Dec 10, 2012 at 3:28 PM

It is useful to keep in mind that TypeScript support for ES6 modules is incomplete, and even ES6 modules haven't quite settled down yet (the latest committee meeting introduced a re-design the details of which I haven't seen yet). Among the details still under discussion are internal vs external modules and modules that export a single object. Also, the existing spec provides for some abbreviations that TS doesn't support yet, so using TS external modules is more awkward than it will be. And finally, TS has types, which aren't covered in ES6 modules (so one can abbreviate module paths and module value imports, but not module type imports).

For those who have practical experience with TS modules, it might help to ask for module support priority to be increased (I did so in Roadmap comments), and to keep an eye on the ES6 modules spec, making sure that it covers your use cases. It is difficult to foresee uses of a new spec, even if based on existing systems.

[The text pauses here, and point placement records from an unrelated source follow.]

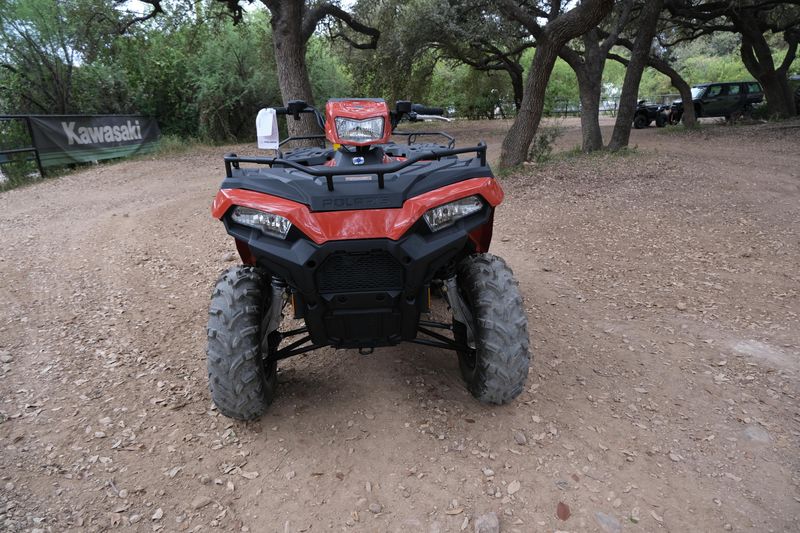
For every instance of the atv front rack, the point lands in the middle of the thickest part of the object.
(232, 161)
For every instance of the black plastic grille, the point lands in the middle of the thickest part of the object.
(360, 272)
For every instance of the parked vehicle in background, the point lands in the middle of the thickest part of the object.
(646, 114)
(731, 100)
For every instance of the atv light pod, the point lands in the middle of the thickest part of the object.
(447, 214)
(359, 131)
(268, 223)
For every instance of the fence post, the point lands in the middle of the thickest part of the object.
(33, 144)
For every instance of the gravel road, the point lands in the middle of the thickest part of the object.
(662, 291)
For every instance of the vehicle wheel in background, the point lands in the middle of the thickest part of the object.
(641, 121)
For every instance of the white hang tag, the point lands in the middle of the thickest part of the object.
(267, 129)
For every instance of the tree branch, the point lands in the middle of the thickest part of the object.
(326, 9)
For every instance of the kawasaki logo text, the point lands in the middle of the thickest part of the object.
(102, 134)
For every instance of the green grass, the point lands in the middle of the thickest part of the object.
(21, 173)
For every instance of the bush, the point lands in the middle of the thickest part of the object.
(541, 149)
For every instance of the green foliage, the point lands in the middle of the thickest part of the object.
(328, 73)
(195, 71)
(541, 149)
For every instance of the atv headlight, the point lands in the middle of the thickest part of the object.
(447, 214)
(268, 223)
(360, 131)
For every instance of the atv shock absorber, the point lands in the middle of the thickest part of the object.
(278, 288)
(461, 312)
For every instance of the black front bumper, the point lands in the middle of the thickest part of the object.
(361, 293)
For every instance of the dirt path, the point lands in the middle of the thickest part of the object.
(662, 290)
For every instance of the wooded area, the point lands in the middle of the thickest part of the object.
(203, 68)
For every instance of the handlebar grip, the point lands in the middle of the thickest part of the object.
(423, 110)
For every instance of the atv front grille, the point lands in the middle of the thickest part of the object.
(360, 272)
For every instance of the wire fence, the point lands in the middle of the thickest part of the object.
(608, 106)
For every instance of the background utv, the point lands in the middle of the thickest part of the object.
(728, 99)
(353, 240)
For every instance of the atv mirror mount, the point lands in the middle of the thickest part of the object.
(403, 107)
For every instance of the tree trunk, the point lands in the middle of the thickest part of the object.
(550, 40)
(290, 59)
(589, 81)
(689, 117)
(757, 58)
(517, 84)
(589, 73)
(518, 139)
(648, 19)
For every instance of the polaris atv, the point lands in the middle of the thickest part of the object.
(353, 239)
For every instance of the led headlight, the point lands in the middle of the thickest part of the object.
(447, 214)
(268, 223)
(360, 131)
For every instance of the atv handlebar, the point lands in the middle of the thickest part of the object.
(232, 161)
(420, 109)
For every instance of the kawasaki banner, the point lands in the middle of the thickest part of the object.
(65, 139)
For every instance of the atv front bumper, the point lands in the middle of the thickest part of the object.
(363, 293)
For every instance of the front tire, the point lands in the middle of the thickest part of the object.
(242, 384)
(496, 366)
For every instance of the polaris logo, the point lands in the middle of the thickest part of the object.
(366, 202)
(102, 134)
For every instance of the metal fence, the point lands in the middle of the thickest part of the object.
(608, 106)
(6, 122)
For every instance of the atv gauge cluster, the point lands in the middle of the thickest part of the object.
(359, 131)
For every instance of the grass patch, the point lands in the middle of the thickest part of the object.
(20, 172)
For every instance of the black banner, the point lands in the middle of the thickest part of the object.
(65, 139)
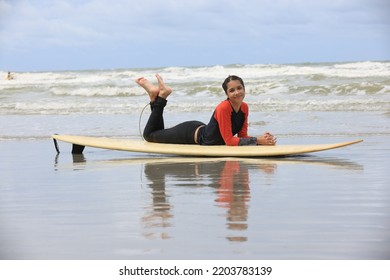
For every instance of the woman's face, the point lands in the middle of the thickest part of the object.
(235, 91)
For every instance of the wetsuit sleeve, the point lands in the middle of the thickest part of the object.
(246, 140)
(223, 117)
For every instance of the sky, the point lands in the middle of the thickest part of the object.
(55, 35)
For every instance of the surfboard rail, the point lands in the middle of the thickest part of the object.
(129, 145)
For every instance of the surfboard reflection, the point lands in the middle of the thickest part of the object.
(230, 179)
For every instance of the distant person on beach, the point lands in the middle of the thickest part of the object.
(9, 76)
(229, 119)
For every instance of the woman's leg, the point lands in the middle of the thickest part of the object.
(156, 120)
(182, 133)
(154, 130)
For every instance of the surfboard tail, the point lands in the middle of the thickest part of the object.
(76, 149)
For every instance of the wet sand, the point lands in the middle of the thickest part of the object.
(115, 205)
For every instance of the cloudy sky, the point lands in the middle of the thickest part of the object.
(40, 35)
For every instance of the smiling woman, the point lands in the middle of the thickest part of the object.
(229, 119)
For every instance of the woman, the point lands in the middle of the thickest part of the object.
(229, 119)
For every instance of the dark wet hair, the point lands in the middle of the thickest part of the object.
(229, 79)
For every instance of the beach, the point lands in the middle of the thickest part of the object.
(330, 205)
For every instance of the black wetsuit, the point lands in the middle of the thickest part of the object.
(224, 124)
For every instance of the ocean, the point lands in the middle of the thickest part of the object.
(115, 205)
(287, 99)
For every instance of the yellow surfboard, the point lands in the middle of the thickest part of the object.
(79, 142)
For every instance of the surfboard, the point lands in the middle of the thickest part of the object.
(79, 142)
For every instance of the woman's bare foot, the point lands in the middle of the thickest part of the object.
(151, 89)
(165, 91)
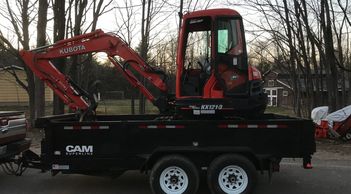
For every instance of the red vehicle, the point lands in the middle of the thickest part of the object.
(213, 75)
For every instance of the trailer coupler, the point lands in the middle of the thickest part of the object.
(32, 160)
(307, 164)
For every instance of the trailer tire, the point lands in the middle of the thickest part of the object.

Btw, in my experience (with reusing typescript compiler and services code), TS references-to-internal/import-of-external modules do not mix well - either choice seems to be infectious (apart from hacks like presenting an external module front for internal module code).

Dec 14, 2012 at 3:49 PM

Congrats on a huge launch!

Some things I see from an SEO perspective:

  • The title tag for all you pages is SOCL, this should be the name of the collage
  • Consider changing the urls to be more SEO friendly (title of the post as part the url rather than that random string).  This used to help with SERP placement but at a minimum helps clickthrough rates on search results
  • How are you handling Webcrawler crawling of this content? 

Best of luck, great start!


Dec 14, 2012 at 9:39 PM

Thanks Jon... Yes, the title thing is something we noticed right as we were getting ready to launch and it didn't make the cut list of bugs to fix.  We're not currently crawlable as you've noticed but we do have a task to add support for "ugly" urls to address the crawling issue.  We haven't decided if we want to do web snapshots or just implement an unstyled HTML version of the site to deal with crawling but again it's another task on a long list.